A true leader at the position, Joyner is a fluid athlete who can transition between run defense and coverage very well. He’s a big asset in the interior of the defense because he is capable of being active behind the line and can cover teams' elusive slot receivers with little help.
Second Round. Smaller than you'd like, but able to dominate from the slot.
4. Ciante Evans, Nebraska
Evans is one of the best run defenders at the corner position, and possibly the best. His team trusts him to be the primary run defender, and he delivers, even making tackles behind the line of scrimmage.
The Nebraska corner is good in coverage, although he is not the guy to leave on an island for the entire game. He works well in zone coverage because he’s at his best reacting to the quarterback and breaking on the football.
A great tackler, Evans is a guy the Huskers want around the football. He makes sure tackles in the open field, secures tackles in coverage and uses his help defenders and the sideline to close the gate on ball-carriers.
Evans is one of the most underrated cornerbacks in the nation. He is a tremendous football player who happens to play the corner position. Nebraska uses him as the force man in the run game, as a blitzer and trusts him in coverage to make big plays.
Sixth Round. A versatile athlete who projects best to a nickel corner or safety spot in the pros.

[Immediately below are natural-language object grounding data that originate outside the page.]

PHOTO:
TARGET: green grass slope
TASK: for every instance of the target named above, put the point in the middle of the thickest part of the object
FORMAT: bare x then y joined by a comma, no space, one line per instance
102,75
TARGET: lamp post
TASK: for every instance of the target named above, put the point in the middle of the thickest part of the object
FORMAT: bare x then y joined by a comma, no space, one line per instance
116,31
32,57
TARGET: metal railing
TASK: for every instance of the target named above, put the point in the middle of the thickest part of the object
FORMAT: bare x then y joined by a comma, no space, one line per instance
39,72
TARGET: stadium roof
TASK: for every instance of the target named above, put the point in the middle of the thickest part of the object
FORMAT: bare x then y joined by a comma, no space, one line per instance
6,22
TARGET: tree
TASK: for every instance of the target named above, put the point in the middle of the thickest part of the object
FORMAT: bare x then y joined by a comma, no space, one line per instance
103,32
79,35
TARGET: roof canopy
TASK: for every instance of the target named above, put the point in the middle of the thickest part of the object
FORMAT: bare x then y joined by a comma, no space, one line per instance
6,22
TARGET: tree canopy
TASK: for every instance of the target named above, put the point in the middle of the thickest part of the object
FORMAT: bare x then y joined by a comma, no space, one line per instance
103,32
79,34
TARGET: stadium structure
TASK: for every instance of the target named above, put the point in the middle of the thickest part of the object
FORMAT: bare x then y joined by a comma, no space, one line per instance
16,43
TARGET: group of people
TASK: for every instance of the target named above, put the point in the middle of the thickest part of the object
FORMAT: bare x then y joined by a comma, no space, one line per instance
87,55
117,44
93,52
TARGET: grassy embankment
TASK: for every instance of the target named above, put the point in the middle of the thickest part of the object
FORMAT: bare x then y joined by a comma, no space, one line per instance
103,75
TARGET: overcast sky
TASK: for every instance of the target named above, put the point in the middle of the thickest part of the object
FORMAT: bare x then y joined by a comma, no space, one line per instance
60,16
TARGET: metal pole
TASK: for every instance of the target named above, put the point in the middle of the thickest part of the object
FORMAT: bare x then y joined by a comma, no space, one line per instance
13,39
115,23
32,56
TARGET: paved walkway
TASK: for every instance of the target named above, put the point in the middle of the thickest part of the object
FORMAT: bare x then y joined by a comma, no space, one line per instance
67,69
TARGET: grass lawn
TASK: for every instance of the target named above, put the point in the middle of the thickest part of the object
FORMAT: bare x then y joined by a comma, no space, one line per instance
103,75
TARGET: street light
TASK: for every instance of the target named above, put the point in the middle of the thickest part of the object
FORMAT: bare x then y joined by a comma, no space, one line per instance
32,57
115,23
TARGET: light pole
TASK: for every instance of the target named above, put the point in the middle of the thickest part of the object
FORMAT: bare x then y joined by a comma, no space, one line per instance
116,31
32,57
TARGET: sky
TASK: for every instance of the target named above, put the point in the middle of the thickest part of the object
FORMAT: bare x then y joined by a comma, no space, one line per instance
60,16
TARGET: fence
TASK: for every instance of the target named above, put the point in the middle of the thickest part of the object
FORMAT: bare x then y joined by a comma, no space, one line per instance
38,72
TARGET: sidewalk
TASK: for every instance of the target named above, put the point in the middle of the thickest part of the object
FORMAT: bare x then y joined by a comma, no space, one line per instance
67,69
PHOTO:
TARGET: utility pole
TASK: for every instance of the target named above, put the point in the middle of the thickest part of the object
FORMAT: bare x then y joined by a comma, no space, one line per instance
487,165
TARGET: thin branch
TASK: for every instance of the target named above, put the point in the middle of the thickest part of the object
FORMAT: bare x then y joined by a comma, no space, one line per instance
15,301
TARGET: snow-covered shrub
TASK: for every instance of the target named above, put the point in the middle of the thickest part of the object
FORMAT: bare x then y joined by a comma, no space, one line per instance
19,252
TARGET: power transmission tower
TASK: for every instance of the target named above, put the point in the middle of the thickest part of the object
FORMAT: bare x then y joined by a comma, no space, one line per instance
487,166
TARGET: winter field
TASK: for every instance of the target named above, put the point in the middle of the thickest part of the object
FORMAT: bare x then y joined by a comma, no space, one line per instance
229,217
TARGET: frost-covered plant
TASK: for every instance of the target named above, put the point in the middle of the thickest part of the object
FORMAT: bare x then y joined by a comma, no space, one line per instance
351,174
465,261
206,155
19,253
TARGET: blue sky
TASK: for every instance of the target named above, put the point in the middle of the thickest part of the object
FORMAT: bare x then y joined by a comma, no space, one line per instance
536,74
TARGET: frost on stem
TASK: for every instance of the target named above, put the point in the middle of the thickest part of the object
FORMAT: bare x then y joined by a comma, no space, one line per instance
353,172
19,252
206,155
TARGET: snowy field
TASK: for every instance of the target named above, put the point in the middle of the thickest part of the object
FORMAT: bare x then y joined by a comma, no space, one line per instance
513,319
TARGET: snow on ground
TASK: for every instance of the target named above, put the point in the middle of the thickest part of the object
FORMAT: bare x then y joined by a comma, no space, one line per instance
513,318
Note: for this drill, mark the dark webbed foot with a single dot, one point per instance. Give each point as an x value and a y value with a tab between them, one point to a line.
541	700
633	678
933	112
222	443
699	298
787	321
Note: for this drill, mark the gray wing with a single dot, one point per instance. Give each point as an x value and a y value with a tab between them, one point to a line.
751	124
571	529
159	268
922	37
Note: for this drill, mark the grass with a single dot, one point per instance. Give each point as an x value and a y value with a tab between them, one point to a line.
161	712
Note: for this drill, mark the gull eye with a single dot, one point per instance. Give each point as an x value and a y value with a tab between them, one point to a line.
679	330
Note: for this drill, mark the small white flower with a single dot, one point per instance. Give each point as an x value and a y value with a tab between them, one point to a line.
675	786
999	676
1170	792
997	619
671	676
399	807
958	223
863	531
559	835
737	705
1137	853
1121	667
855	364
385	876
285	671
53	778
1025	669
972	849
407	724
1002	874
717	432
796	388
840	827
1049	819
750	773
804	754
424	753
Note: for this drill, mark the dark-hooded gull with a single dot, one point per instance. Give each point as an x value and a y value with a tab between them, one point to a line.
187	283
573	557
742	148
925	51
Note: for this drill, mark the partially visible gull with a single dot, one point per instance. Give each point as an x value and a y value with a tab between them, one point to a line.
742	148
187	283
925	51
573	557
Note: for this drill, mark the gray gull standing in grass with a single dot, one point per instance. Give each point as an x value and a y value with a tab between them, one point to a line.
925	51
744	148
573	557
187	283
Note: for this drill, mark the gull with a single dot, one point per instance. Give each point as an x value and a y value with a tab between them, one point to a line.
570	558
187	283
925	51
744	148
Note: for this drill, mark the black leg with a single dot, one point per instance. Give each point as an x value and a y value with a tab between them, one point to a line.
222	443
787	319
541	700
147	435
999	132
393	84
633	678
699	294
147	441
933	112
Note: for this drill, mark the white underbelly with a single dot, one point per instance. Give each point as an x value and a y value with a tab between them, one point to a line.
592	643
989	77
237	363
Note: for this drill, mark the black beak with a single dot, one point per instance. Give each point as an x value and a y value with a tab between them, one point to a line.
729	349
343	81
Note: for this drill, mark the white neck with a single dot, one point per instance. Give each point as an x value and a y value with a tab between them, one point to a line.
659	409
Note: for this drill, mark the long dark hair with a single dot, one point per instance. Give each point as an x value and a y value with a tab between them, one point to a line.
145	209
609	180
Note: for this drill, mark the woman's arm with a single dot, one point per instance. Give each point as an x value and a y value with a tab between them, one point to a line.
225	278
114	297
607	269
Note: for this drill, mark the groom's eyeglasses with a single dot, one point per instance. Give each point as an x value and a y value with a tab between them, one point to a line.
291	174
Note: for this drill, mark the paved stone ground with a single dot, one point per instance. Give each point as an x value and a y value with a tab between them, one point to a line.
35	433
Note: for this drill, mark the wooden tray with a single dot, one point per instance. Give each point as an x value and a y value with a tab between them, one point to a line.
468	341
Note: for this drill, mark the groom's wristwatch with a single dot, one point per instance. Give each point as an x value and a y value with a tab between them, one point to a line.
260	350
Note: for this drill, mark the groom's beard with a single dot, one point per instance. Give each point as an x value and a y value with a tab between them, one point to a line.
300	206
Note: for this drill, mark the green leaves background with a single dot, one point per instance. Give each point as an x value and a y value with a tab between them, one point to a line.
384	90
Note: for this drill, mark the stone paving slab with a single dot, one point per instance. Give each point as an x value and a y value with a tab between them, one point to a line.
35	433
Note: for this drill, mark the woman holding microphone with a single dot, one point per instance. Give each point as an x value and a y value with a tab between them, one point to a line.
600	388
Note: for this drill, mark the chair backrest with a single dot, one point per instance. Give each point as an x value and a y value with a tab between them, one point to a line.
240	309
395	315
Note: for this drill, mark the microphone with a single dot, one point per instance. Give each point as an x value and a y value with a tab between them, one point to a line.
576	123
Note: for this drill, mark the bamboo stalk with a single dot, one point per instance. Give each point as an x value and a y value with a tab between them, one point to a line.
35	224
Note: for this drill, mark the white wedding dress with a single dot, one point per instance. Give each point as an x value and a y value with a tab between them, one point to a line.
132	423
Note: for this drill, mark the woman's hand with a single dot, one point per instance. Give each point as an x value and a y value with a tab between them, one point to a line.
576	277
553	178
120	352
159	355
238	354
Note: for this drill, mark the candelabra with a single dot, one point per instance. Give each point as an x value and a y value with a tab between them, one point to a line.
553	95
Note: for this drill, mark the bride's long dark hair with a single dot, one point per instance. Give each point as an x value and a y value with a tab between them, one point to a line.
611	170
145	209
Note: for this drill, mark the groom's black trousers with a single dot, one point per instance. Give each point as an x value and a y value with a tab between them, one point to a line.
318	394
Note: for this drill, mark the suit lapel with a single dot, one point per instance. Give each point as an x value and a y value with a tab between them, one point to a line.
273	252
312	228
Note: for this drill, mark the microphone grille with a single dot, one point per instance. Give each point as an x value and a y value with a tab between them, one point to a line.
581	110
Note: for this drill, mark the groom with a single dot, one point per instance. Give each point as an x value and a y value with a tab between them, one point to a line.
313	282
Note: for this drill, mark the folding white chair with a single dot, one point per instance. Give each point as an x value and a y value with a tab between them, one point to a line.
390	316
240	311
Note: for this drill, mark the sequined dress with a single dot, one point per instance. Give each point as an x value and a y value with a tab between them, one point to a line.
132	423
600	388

3. Ifo Ekpre-Olomu, Oregon
In Ekpre-Olomu, the Ducks have one of those corners who will do anything they ask of him, including getting active against the run. The corner is comfortable being a force player against the run, and that’s not always common at the cornerback spot.
Whether it is zone or man, Ekpre-Olomu gets the job done. He is as comfortable working out of press man as he is playing off coverage and breaking on the ball to make plays.
Oregon has a good tackler in its premier cornerback. He approaches the ball under control, understands how to use the sideline and does a good job of stopping ball-carriers from advancing.
Ekpre-Olomu is another quality corner in the mix. He is one of those players who is always around the ball. He’s an aggressive player who is as sound in coverage as he is in coming up in run support.
Late First Round. Fast and physical, Ekpre-Olomu is one of the best cornerback prospects in college.
2. Kyle Fuller, Virginia Tech
The Hokies mix zone and man coverage very well, and they ask corners to make plays against the run at times, something Fuller is capable of doing. He was not forced to be as active in the run game this season as a year ago, but, when healthy, the ability is there.
Fuller is an excellent coverage guy. He can float between zone and man and has the ability to see the quarterback through his assignment. That ability helps Fuller break on the ball, get hands on the ball and be a threat to come off his receiver to make a play on another man.
As with most Bud Foster defenders, Fuller is a good tackler. He’s not afraid to stick his nose in on a play and is capable of getting the ball-carrier down on the ground.
Fuller does not make mistakes. That’s a big positive for his game. He’s a seasoned vet who, when healthy, belongs among the nation’s best.
Early Second Round. Looks the part, but has to answer numerous injury questions pre-draft.
1. Darqueze Dennard, Michigan State
Although he is not asked to be a primary run defender very often, Dennard is quite capable of handling himself against the run. He can get off blocks by receivers and is capable of getting to the edge to turn runs back inside.
Dennard is phenomenal in coverage. He’s a player who can be left out on an island and is comfortable operating with no help. As one of the best corners playing press man in college, Dennard is a bear for receivers to handle.
Unlike many corners, Dennard tackles. He tackles in the run game and in the pass game. He makes sure to secure the tackle whether he gets a hand on the ball or not.
Dennard has consistently been the nation’s best corner. He shows up every week and plays his own game on the edge against the best the opposition has to offer. And he wins that one-on-one battle each weekend.
Mid-First Round. A do-it-all cornerback with Day 1 starting ability.